Some investors want their money to reflect more than just a return target — they also want it to align with certain values. That’s the general idea behind ESG and socially responsible investing, though the details vary widely across funds that use the label.
The short answer
ESG stands for environmental, social, and governance — a set of factors used to evaluate companies beyond their financial statements. Socially responsible investing, sometimes called sustainable or values-based investing, is the broader practice of choosing investments based partly on these kinds of factors alongside traditional financial considerations. It’s a framework for evaluating investments through an additional lens, not a single defined strategy.
What the three letters generally cover
- Environmental. How a company manages resource use, waste, emissions, and environmental impact more broadly.
- Social. How a company treats employees, customers, and the communities where it operates, including labor practices and product safety.
- Governance. How a company is run internally — board structure, executive accountability, and transparency with shareholders.
Different funds weigh these three categories differently, and there’s no single universal standard for how a company earns a high or low score in any of them, which is worth knowing before assuming all “ESG” funds are built the same way.
How this shows up in actual funds
ESG-oriented investing typically takes one of a few forms: screening out certain industries entirely, favoring companies that score well on ESG criteria relative to their peers, or actively seeking out companies focused on specific themes such as clean energy or community development. These approaches can be applied to individual stock selection or built into diversified vehicles like index funds or ETFs that track an ESG-focused benchmark rather than a broad market index.
What to weigh before choosing this approach
- Costs can differ. Specialized funds sometimes carry a different expense ratio than a comparable broad-market fund, so it’s worth comparing costs directly rather than assuming they’re the same.
- Diversification can narrow. Screening out entire industries changes a fund’s diversification profile compared with a fund that includes the whole market, which is a trade-off worth understanding rather than a flaw in itself.
- Definitions vary by provider. Because there’s no single agreed-upon standard for what counts as ESG, two funds with similar labels can hold quite different companies, so reading a fund’s actual criteria matters more than the label alone.

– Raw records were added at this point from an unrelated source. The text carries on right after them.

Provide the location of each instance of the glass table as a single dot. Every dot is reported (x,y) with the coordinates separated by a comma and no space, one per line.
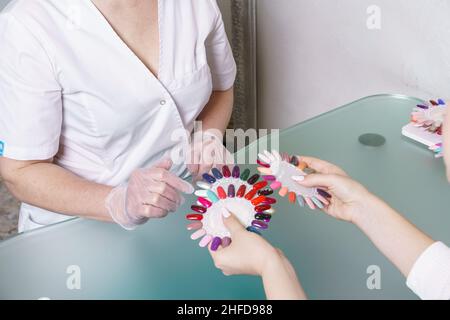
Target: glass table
(159,261)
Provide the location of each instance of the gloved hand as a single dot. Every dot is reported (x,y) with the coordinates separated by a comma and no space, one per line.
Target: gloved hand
(205,151)
(150,193)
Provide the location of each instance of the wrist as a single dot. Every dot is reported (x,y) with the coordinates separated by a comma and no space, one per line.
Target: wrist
(369,207)
(273,263)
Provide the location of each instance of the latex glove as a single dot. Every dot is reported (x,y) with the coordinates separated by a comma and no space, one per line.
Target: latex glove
(248,254)
(349,198)
(150,193)
(205,151)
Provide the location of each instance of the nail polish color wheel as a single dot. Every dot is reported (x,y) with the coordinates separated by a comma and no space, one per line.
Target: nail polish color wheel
(236,191)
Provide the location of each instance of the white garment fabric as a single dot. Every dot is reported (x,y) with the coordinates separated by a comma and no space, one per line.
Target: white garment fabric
(71,89)
(430,276)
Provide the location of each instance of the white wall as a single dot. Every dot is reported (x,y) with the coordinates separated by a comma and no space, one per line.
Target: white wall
(314,55)
(3,3)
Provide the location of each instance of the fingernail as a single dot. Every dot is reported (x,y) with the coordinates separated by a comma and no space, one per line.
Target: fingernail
(226,213)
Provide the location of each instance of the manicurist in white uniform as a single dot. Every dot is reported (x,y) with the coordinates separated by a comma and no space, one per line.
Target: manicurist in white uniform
(94,97)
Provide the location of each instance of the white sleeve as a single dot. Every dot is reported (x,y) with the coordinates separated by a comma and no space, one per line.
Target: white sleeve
(30,96)
(220,55)
(430,276)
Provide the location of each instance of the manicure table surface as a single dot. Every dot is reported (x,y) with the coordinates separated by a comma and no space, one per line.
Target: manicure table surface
(333,259)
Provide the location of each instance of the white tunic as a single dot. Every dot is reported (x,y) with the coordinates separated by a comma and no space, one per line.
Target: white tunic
(70,88)
(430,276)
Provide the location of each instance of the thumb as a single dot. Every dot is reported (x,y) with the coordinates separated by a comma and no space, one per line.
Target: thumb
(232,223)
(165,163)
(316,180)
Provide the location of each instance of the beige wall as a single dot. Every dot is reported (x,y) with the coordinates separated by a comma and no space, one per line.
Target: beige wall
(314,55)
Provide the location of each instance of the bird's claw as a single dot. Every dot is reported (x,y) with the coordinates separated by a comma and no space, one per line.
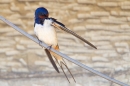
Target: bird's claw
(40,43)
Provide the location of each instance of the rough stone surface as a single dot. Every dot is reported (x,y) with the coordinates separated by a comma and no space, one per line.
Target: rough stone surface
(105,23)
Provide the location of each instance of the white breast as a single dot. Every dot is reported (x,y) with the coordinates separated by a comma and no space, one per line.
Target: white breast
(46,33)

- Performance isn’t guaranteed either way. Choosing an ESG-oriented fund doesn’t inherently mean giving up returns, nor does it promise better returns — performance depends on the specific holdings and market conditions, the same as with any fund.
A general example
Imagine two funds that both track a similar segment of the stock market. One includes every company in that segment; the other excludes certain industries and ranks the rest by ESG criteria before selecting holdings. The two funds will hold a different set of companies and may perform differently from each other over any given period, simply because their underlying holdings differ — not because one approach is inherently superior to the other.
What to weigh
Someone considering this approach might start by asking what specifically matters to them — environmental factors, labor practices, governance transparency — and then look at how a given fund’s stated methodology addresses that, rather than relying on the label alone. It’s also worth checking costs and diversification the same way you would for any other fund, since values-based investing doesn’t exempt a fund from ordinary financial scrutiny.
The takeaway
ESG and socially responsible investing add a values-based lens to the usual financial evaluation of an investment, but the specifics vary considerably from fund to fund. Reading the actual methodology, comparing costs, and understanding how diversification is affected tends to matter more than the label itself when deciding whether a particular fund fits.